According to the reasoning of the judgment below, even if the contract of this case was effective, the court below determined that since the plaintiff concluded the contract of this case with the belief that it is possible for the defendant to succeed only to the qualification requirements for the electrical construction business, etc. and that it is not likely to bear the defendant's obligation, the contract of this case constitutes an error of motive

However, as seen earlier, it is reasonable to deem that the Plaintiff entered into the instant contract with the knowledge that there is no risk that the Plaintiff would be liable for the Defendant’s debt, rather than entering into the instant contract with the awareness that it would be liable for the Defendant’s debt. However, according to the reasoning of the judgment below, the Plaintiff’s electrical construction business license, etc., which the Plaintiff intended to take over through the instant contract, was transferred to the Defendant via Nonparty 1 and Nonparty 2, and the transfer was made by both the company and the merger. Nonparty 1 corporation was suspended from current account transaction around July 4, 2005, which was the creditor of Nonparty 1 corporation, and the KIKO Telecom, a creditor of Nonparty 1 corporation, filed a lawsuit against the Defendant and Nonparty 2 for the payment of promissory notes issued by Nonparty 1 corporation on August 4, 2006, and the Plaintiff notified the Plaintiff of the duplicate of the complaint, which the Plaintiff could have been liable for the debt of Nonparty 1 corporation, and the Plaintiff did not appear to have agreed to pay the remainder of the contract of this case.

However, even if the defendant's failure to think of the possibility of being liable to the debt of the non-party 1 corporation as above constitutes mistake in motive relating to legal effect of merger after division, such motive is not indicated to the defendant during the process of entering into the contract of this case, and it is also known to the above facts recognized by the court below. Furthermore, according to the judgment below and the records, the plaintiff's identification of the plaintiff's transfer of a bill to the non-party 1 corporation to the non-party 50-60 or the non-party 1's transfer of a debt to the non-party 1 corporation to the non-party 50-60 or the non-party 1's transfer of a debt to the non-party 1 corporation to the non-party 1 corporation to the non-party 1's transfer of a debt of the non-party 1 corporation to the non-party 1 corporation was not confirmed, and there is no possibility that the non-party 1 corporation and the non-party 1 corporation at the time of merger between the non-party 2 corporation and the non-party 1 corporation will be at an economic disadvantage.

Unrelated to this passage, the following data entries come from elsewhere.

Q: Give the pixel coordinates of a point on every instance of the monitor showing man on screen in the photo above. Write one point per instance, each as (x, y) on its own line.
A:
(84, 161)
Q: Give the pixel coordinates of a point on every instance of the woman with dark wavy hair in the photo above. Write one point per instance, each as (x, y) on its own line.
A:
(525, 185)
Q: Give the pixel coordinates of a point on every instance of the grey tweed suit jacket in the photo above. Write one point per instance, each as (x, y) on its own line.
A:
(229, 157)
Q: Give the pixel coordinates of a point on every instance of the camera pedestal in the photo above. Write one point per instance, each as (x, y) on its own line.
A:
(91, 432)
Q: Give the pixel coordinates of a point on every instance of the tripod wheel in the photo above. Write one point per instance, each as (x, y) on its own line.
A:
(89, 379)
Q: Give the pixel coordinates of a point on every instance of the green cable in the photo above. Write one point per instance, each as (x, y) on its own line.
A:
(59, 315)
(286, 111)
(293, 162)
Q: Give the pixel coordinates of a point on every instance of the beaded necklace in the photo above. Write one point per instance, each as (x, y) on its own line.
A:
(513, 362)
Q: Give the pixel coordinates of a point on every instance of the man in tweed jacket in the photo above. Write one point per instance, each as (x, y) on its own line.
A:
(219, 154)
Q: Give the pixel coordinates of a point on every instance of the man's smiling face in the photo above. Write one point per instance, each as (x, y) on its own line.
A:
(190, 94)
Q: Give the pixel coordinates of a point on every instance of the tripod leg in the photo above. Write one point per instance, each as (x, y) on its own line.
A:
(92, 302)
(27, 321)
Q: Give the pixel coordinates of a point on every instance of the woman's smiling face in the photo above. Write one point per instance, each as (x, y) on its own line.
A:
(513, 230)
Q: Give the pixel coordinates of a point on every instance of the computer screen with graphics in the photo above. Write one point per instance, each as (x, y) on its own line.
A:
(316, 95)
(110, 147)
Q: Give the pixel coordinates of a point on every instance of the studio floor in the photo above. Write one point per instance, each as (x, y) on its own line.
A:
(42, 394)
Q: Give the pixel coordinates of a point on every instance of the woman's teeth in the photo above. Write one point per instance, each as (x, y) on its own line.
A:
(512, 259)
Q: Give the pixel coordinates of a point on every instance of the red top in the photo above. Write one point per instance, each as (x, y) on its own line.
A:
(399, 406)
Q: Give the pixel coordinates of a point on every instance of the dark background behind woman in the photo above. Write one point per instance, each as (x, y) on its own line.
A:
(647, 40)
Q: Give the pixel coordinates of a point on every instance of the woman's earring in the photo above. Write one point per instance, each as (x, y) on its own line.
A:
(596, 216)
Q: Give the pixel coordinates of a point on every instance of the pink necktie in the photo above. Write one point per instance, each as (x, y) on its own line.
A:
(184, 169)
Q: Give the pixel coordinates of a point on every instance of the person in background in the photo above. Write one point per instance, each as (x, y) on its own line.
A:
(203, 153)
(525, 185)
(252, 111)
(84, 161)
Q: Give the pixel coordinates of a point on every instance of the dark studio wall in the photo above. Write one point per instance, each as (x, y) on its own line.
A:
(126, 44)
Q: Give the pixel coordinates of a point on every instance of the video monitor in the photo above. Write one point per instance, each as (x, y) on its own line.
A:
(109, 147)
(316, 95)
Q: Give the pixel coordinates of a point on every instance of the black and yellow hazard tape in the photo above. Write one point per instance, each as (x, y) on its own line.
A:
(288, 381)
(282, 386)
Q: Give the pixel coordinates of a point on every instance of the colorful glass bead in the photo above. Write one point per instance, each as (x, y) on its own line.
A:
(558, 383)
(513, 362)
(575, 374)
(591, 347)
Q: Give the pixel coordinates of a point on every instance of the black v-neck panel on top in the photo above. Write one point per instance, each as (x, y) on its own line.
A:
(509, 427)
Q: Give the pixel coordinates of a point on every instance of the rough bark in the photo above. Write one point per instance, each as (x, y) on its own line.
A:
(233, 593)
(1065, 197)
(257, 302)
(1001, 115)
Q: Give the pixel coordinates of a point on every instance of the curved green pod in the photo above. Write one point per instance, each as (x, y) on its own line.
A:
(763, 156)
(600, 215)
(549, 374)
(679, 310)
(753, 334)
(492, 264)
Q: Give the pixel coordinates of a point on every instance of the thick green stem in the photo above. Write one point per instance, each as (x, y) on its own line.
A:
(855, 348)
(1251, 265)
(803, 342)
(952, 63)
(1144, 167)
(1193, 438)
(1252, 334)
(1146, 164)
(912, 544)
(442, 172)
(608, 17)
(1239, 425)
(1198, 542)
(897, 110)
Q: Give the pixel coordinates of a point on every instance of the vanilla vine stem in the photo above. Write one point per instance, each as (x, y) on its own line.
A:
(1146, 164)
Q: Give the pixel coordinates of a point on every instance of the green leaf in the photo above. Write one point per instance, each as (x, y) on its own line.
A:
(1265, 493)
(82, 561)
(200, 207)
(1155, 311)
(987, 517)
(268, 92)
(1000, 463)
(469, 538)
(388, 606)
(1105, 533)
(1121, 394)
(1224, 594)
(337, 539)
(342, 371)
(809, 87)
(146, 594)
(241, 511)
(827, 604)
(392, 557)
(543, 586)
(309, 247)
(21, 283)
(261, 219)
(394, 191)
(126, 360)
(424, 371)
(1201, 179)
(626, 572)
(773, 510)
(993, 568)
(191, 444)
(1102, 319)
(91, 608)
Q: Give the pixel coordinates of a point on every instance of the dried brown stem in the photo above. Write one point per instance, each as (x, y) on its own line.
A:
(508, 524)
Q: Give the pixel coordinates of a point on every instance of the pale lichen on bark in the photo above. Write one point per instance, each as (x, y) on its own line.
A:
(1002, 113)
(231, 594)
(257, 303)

Therefore, the judgment of the court below which judged that there was an error in the motive expressed in the part of the main contents of a juristic act by the plaintiff, is erroneous in the misapprehension of legal principles as to a mistake in declaration of intent, which affected the conclusion of the judgment.

4. Conclusion

Therefore, the part of the lower judgment against the Defendant is reversed, and that part of the case is remanded to the lower court for a new trial and determination. It is so decided as per Disposition by the assent of all participating Justices on the bench.